- Directed by: Leo Mittler
- Written by: Stanley Lupino Michael Barringer
- Produced by: Stanley Lupino
- Starring: Stanley Lupino; Sally Gray; Roddy Hughes; Gerald Barry;
- Cinematography: Curt Courant
- Edited by: Ronald Deeming
- Music by: Percival Mackey
- Production company: Stanley Lupino Productions
- Distributed by: Associated British Film Distributors
- Release date: February 1936;
- Running time: 72 minutes
- Country: United Kingdom
- Language: English

= Cheer Up (film) =

1936 British film by Leo Mittler

Cheer Up is a 1936 British comedy film directed by Leo Mittler and starring Stanley Lupino, Sally Gray and Roddy Hughes. It was written by Lupino and Michael Barringer.

==Plot==
An impoverished team of composer and songwriter try to secure financial backing for their new musical, with the assistance of a struggling actress working as a housemaid.

==Cast==
- Stanley Lupino as Tom Denham
- Sally Gray as Sally Gray
- Roddy Hughes as Dick Dirk
- Gerald Barry as John Harman
- Kenneth Kove as Wilfred Harman
- Wyn Weaver as Mr. Carter
- Marjorie Chard as Mrs. Carter
- Ernest Sefton as Tom Page
- Syd Crossley as waiter
- Arty Ash as head porter
- Arthur Rigby as Bill Ratchett
- Doris Rogers as Mrs. Pearce

==Reception==
Kine Weekly wrote: "The pick-up of this musical comedy is not too good, it makes a far from snappy and confident start, but once the simple plot takes tangible shape, and Sally Gray is permitted to join the experienced comedy team, good light entertainment comes the picture's way. The song numbers have melody, and the changes are rung on these and the slapstick interludes effectively until the stage is set for the grand finale, while the climax itself is a happy and ingenious amplification of that which has stood the test of time in legitimate stage shows.

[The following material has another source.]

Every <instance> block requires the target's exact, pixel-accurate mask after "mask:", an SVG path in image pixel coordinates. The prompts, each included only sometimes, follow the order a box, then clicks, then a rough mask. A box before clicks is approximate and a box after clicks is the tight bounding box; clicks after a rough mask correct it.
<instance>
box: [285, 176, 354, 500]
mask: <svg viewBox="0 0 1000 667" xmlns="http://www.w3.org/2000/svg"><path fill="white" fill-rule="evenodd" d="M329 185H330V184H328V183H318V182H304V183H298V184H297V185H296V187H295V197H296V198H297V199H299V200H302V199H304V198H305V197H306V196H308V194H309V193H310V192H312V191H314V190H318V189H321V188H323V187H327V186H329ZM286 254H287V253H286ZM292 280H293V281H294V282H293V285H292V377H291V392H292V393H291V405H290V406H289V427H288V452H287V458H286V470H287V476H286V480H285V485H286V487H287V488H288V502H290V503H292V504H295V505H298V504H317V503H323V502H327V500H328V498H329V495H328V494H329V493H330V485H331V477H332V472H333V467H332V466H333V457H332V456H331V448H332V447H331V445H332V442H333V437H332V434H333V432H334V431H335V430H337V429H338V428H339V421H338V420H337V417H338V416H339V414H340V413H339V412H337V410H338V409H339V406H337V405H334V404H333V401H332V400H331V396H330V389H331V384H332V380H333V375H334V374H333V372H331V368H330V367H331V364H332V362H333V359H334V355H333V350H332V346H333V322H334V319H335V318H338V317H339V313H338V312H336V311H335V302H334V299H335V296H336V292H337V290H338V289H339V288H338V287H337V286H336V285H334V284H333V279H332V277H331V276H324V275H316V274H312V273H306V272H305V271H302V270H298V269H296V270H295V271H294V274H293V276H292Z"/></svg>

Fashioned in a popular mould, and dispensed by stellar players who know their job, the film is a first-rate comedy musical for the masses."

Picture Show wrote: "The trifling story of this musical comedy matters about as little as musical comedy stories do matter. ... Its main appeal is its dancing, music and comedy, Sally Gray, a newcomer, makes a lively and attractive leading lady."

In British Sound Films: The Studio Years 1928–1959 David Quinlan rated the film as "good", calling it: "Trifling but boisterous."

==Production==
It was made at Ealing Studios by Lupino's own independent production company.